Please use this identifier to cite or link to this item: https://anrows.intersearch.com.au/anrowsjspui/handle/1/14890
Record ID: f74a7586-f2db-4586-b133-5eb1478fe975
Web resource: http://scholarship.law.berkeley.edu/cgi/viewcontent.cgi?article=4276&context=californialawreview
Type: Journal Article
Title: From "ladies first" to "asking for it": Benevolent sexism in the maintenance of rape culture
Authors: Fraser, Courtney
Keywords: Social attitudes;Rape
Year: 2015
Citation: Vol. 103, iss. 1 ; pp. 141-204
Notes:  Open access: The problem of sexual violence against women has been
analyzed with an eye to the causal significance of misogyny, but legal
analysis has neglected the role played by other facets of sexism,
including ostensibly "benevolent" sexism (or chivalry), in the
perpetuation of rape culture, which normalizes this violence.

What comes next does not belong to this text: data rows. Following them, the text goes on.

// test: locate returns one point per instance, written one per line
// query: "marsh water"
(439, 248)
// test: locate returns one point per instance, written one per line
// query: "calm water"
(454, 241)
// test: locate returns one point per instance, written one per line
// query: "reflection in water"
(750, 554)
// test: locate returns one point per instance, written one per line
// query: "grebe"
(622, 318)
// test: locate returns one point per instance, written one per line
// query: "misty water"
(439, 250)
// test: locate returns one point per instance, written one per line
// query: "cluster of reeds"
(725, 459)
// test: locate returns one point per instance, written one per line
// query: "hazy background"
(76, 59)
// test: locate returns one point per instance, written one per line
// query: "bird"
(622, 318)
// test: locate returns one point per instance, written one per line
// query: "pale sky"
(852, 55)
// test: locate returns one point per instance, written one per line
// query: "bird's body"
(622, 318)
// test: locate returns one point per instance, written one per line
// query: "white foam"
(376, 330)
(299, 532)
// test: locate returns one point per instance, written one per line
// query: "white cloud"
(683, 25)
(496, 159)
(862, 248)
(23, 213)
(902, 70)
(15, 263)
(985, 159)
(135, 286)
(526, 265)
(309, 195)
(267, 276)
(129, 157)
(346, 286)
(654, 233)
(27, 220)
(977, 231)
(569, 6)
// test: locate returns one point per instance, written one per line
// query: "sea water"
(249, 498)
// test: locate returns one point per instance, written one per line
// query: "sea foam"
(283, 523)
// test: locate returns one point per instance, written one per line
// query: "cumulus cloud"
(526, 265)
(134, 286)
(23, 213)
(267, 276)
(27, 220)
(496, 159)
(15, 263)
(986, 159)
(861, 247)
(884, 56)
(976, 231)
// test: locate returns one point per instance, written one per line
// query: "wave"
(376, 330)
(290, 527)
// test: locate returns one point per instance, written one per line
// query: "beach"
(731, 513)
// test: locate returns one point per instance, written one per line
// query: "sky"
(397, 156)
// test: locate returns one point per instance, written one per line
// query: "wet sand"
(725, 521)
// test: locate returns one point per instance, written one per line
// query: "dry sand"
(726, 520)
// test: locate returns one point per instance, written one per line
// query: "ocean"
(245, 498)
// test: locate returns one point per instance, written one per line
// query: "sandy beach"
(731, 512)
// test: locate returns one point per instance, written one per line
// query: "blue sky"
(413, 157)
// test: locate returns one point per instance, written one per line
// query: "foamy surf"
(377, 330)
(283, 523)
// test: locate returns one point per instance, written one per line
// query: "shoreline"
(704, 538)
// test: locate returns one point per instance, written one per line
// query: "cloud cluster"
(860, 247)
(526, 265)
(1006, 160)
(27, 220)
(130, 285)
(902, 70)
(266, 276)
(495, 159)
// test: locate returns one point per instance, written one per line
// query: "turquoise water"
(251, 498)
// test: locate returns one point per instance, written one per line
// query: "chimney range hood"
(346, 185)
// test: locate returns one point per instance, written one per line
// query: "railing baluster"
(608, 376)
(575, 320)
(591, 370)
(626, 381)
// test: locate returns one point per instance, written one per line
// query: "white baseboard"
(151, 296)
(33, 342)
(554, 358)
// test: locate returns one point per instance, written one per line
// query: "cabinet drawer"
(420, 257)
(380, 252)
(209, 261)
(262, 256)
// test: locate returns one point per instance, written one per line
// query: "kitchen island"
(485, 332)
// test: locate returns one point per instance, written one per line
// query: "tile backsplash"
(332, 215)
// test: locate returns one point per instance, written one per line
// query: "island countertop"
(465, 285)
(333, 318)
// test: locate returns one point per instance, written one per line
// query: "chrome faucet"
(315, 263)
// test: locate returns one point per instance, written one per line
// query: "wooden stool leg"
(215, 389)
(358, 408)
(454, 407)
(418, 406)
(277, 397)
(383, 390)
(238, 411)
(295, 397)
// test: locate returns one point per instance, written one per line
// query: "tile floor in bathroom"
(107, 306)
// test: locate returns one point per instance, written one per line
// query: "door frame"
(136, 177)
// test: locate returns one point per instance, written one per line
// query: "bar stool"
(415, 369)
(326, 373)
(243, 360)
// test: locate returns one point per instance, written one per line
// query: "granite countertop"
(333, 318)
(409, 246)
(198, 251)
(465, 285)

Additionally, discussions of sexual violence often overlook the
epidemic of acquaintance rape, although it accounts for the majority
of sexual assaults committed. This Comment draws on social
psychology and gender theory to posit that benevolent-sexist
ideologies construct women as creatures devoid of agency, leading
men to routinely presume women's consent to sexual activity whether
or not such consent in fact exists. The legal treatment of women's
rape and sexual harassment claims shows the catastrophic effects of
this process as women are relegated cognitively, socially, and legally
to a role of passive receptivity—forced to prove an absence of
consent as men are taught to assume its presence. This Comment
reviews legal proposals to address rape and sexual harassment, some
of which have been implemented, and concludes that direct legal
reforms alone are insufficient. It asserts that gender norms, and the
rigid binary division of gender, must be broken down if the rates at
which rape is committed and acquitted are to decrease. It finally identifies possible steps that target the root of sexism and rape
culture—binary gender differentiation—and concludes that the
liberation of queer, trans, and intersex communities is essential to the
feminist project of eradicating sexual violence.